Answer:Single instance of a Task Tracker is run on each Slave node. Task tracker is run as a separate JVM process.Single instance of a DataNode daemon is run on each Slave node. DataNode daemon is run as a separate JVM process.One or Multiple instances of Task Instance is run on each slave node. Each task instance is run as a separate JVM process. The number of Task instances can be controlled by configuration. Typically a high end machine is configured to run more task instances.
Q42 What do you know about NLineOutputFormat?
Answer: NLineOutputFormat splits ‘n’ lines of input as one split.
Q43 True or false: Each reducer must generate the same number of key/value pairs as its input had.
Answer: False. Reducer may generate any number of key/value pairs including zero.
Q44 When is the reducers are started in a MapReduce job?
Answer: In a MapReduce job reducers do not start executing the reduce method until the all Map jobs have completed. Reducers start copying intermediate key-value pairs from the mappers as soon as they are available. The programmer defined reduce method is called only after all the mappers have finished.
Q45 Name Job control options specified by MapReduce.Since this framework supports chained operations wherein an input of one map job serves as the output for other, there is a need for job controls to govern these complex operations. The various job control options are:
  • submit(): to submit the job to the cluster and immediately return
  • waitforCompletion(boolean): to submit the job to the cluster and wait for its completion
Q46  Decide if the statement is true or false: Each combiner runs exactly once.
Answer: False. The framework decides whether combiner runs zero, once or multiple times.
Q47 Define a straggler.
Answer: Straggler is either map or reduce task that takes unusually long time to complete.



Q48 Explain what is distributed Cache in MapReduce Framework ?
Answer: Distributed Cache is an important feature provided by map reduce framework. When you want to share some files across all nodes in Hadoop Cluster, DistributedCache is used. The files could be an executable jar files or simple properties file.

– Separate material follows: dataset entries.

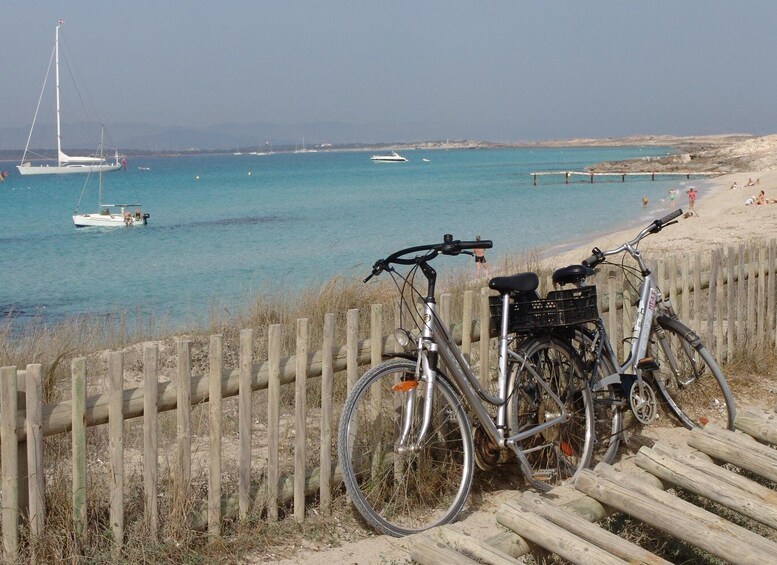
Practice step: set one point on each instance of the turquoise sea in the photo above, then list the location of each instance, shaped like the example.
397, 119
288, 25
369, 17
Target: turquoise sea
226, 227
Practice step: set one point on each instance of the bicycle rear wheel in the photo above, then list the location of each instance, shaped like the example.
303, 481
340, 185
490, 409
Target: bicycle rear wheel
688, 377
608, 401
558, 452
403, 489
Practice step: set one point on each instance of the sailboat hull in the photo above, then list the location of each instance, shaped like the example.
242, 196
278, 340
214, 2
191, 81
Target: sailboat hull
105, 221
25, 170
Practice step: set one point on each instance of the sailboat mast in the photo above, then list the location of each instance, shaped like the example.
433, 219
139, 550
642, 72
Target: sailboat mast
56, 67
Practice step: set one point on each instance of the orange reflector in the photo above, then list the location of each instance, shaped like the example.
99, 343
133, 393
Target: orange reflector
404, 386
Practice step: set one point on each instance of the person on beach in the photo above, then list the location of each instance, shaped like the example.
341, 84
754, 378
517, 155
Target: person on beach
691, 200
480, 259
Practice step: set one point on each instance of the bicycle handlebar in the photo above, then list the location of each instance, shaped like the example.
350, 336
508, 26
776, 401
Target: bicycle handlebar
597, 255
449, 246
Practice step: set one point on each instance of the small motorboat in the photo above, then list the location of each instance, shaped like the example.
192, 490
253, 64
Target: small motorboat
394, 157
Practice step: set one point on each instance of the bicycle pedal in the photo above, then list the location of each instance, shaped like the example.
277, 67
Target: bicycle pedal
647, 364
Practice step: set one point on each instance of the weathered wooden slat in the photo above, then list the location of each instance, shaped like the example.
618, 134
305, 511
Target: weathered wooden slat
78, 436
676, 517
300, 413
116, 445
485, 329
758, 424
273, 419
36, 483
184, 418
215, 366
554, 538
150, 446
707, 485
466, 325
352, 348
245, 421
735, 448
426, 550
592, 533
10, 469
327, 386
473, 547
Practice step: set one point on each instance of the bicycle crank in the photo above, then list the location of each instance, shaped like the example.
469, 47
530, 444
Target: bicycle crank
642, 400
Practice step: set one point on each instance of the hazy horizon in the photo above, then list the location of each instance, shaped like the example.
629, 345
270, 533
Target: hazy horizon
369, 72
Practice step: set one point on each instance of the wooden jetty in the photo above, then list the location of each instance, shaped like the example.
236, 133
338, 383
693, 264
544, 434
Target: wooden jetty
623, 174
537, 524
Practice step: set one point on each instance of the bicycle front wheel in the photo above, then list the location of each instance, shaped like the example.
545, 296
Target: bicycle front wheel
399, 483
555, 453
688, 377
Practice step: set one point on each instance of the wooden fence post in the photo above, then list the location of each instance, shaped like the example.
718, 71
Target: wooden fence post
685, 292
721, 307
9, 451
37, 483
184, 418
150, 445
711, 303
352, 347
78, 436
762, 258
244, 420
273, 418
698, 302
751, 308
466, 325
770, 294
485, 336
215, 366
327, 387
612, 314
116, 446
731, 302
741, 299
300, 411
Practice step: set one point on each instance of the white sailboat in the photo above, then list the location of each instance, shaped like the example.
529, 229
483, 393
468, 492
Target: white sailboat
109, 215
65, 163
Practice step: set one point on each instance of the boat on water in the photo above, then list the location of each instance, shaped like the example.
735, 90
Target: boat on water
393, 157
109, 215
65, 163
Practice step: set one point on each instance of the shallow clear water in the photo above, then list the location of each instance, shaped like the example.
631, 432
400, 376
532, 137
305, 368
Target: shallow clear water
225, 226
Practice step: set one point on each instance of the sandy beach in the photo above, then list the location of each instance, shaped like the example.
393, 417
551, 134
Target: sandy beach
722, 219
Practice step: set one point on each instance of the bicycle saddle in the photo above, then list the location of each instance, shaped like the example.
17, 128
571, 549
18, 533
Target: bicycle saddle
573, 274
522, 282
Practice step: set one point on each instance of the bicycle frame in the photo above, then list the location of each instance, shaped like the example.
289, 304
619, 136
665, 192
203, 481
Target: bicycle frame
437, 342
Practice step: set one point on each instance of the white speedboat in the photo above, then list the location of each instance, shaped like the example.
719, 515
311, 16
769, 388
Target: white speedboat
109, 215
393, 157
65, 163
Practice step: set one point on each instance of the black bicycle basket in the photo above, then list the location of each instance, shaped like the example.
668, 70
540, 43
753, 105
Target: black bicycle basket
559, 308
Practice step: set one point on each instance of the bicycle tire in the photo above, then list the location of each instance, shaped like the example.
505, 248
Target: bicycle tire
559, 452
404, 492
689, 379
608, 402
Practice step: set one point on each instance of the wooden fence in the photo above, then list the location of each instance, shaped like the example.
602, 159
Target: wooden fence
274, 450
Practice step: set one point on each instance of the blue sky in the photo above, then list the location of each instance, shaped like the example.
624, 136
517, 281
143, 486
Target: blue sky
499, 70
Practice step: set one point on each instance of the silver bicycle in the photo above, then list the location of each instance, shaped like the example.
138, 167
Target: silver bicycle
664, 354
406, 446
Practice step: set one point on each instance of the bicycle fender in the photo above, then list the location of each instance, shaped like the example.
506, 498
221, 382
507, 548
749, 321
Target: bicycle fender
669, 322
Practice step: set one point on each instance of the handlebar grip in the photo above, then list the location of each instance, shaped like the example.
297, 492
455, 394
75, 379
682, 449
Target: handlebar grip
671, 216
482, 244
595, 258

Q49 How JobTracker schedules a task?
Answer: The TaskTrackers send out heartbeat messages to the JobTracker, usually every few minutes, to reassure the JobTracker that it is still alive. These message also inform the JobTracker of the number of available slots, so the JobTracker can stay up to date with where in the cluster work can be delegated. When the JobTracker tries to find somewhere to schedule a task within the MapReduce operations, it first looks for an empty slot on the same server that hosts the DataNode containing the data, and if not, it looks for an empty slot on a machine in the same rack.
Q50 What is chain Mapper?
Answer: Chain Mapper class is a special implementation of Mapper class through which a set of mapper classes can be run in a chain fashion, within a single map task.In this chained pattern execution, first mapper output will become input for second mapper and second mappers output to third mapper, and so on until the last mapper.